N8 CIR UK Biobank Seminar Series

Alex Casson, University of Manchester

Analysing the 100,000+ accelerometer datasets in the UK Biobank using the University of Manchester computational shared facilities

The UK Biobank contains over 100,000 records from participants who wore a wrist wearable device for a week, allowing investigations into their activity patterns, sleep patterns, and more. The raw accelerometry data is more than 20 TB in size, with a large amount of meta-data also available.

This presentation will overview our computational approaches taken to analyse the entire dataset using the University of Manchester computational shared facilities, with optimizations to the storage and processing approach to accelerate the analysis. We will detail these optimizations, and our open-source code for processing the data on high-performance clusters and on Windows PCs.

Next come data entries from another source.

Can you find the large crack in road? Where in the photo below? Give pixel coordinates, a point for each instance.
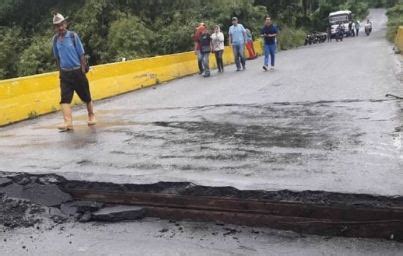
(311, 212)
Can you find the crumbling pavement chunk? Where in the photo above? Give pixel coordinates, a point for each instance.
(119, 213)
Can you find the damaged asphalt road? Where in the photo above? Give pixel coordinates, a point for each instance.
(321, 121)
(29, 228)
(319, 129)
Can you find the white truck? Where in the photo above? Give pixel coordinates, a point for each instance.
(345, 18)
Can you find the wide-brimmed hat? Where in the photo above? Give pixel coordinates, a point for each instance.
(58, 18)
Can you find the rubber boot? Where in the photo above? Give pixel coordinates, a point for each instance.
(91, 116)
(68, 119)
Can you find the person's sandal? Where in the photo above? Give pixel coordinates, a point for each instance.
(65, 128)
(92, 122)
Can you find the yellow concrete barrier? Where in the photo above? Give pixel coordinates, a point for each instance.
(28, 97)
(399, 38)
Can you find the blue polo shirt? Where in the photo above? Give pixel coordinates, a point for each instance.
(238, 34)
(67, 51)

We will also highlight some of the caveats and limitations of the dataset that users should be aware of when designing their studies using it.

Recording of presentation

Emma Drummond, Lancaster University

Extending the Reach of UK Biobank Data into the Mitochondrial Genome

Emma Drummond has developed a novel interpolation route which links microarray data to open-source libraries of full mtDNA sequence. Mitochondria are the cell organelle relied upon to provide ATP for all eukaryotic cells, which they must do efficiently and responsively.

The UKBiobank has collected a volume of data that enables an exploration of the human mitochondrial genome (mtDNA) for variants influencing mitochondrial performance. However, the density of the genetic data requires imputation, interpolating from known data points. Current methods fail to fully exploit what is known about the mtDNA and its inheritance pattern, which Drummond has improved upon.

Recording of presentation

Richard Williams, University of Manchester

Code Set Selection Methods for Primary Care Data

Most primary care health data is ‘coded’ – meaning, instead of a patient’s record containing the term “type 2 diabetes“, it would contain the clinical code “C10F”. When we want to analyse patient data, we must first make sets of these clinical codes, called ‘code sets’, to describe what we want to find out.

However, caution must be exercised as the process of creating these code sets is non-trivial, and mistakes at this early stage of the analysis pipeline have been shown to lead different research teams to reach different results and conclusions from the same data source. In this talk, Richard will provide an introduction to the various coding systems in use in UK primary care, talk about the right ways to create clinical code sets, and signpost attendees to various online resources that can help.